最前線
馬車が走り出すと、俺はすぐさま正面に向かって剣を構えた。
加速魔法がかかっているためスピードは速く、立っているのさえやっとの状態だ。それでも何とか踏ん張って、道を切り開かねばならない。
「ふぅーーーーー」
大きく息を吐き、足に力を入れる。魔物たちとの距離が縮まり、だんだんとその姿がはっきり見えてきた。さっきは50と見積もったが、100はいるかもしれない。

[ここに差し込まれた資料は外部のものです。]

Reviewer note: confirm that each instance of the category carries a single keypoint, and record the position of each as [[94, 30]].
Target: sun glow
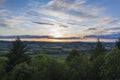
[[56, 32]]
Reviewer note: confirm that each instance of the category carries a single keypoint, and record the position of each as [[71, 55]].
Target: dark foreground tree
[[46, 68], [97, 60], [74, 55], [111, 68], [98, 50], [21, 72], [3, 64], [117, 44], [16, 54]]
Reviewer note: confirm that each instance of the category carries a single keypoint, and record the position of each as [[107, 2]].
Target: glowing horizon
[[87, 19]]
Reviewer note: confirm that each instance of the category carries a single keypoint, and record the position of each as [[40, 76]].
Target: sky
[[61, 20]]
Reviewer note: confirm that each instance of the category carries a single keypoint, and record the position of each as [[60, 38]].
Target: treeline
[[16, 65]]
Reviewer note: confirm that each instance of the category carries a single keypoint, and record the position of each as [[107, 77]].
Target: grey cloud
[[116, 28], [42, 23], [89, 29], [107, 36]]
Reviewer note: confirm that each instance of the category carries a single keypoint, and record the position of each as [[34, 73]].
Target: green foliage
[[3, 64], [111, 68], [98, 50], [96, 67], [21, 72], [117, 44], [79, 66], [80, 69], [72, 57], [16, 54], [46, 68]]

『そろそろよ。射程に入ったら合図するから、思いっきり振って』
「分かった」
そうだ。今は格好は気にしなくていい。
とにかくありったけの力を込めて剣を振るう。それだけでいい。
自分が出来ることをする。
そうやって魔力タンクとして生きてきたんだ。いまもきっと、出来るはず。
『今よ!』
「せやああぁぁーーーっ!!」
ティルの合図を受け全力で剣を振り下ろす。すると魔獣を倒した時と同じくらい大きな斬撃が放たれ、一直線に魔物の大群へと向かっていった。
だがその直後、一気に体から魔力が抜けていく感覚に襲われ体が傾く。
「くっ……」
『無尽蔵とはいえ、いつもより多めに魔力を吸ったからちょっと体が追いついてないかもしれないわね。でも、見なさい』
「え……」
先ほど放った斬撃が多くの魔物たちを薙ぎ払い、次々に消滅させていった。そして、その先で戦っていた兵士たちがいる町の入り口までの道が開いた。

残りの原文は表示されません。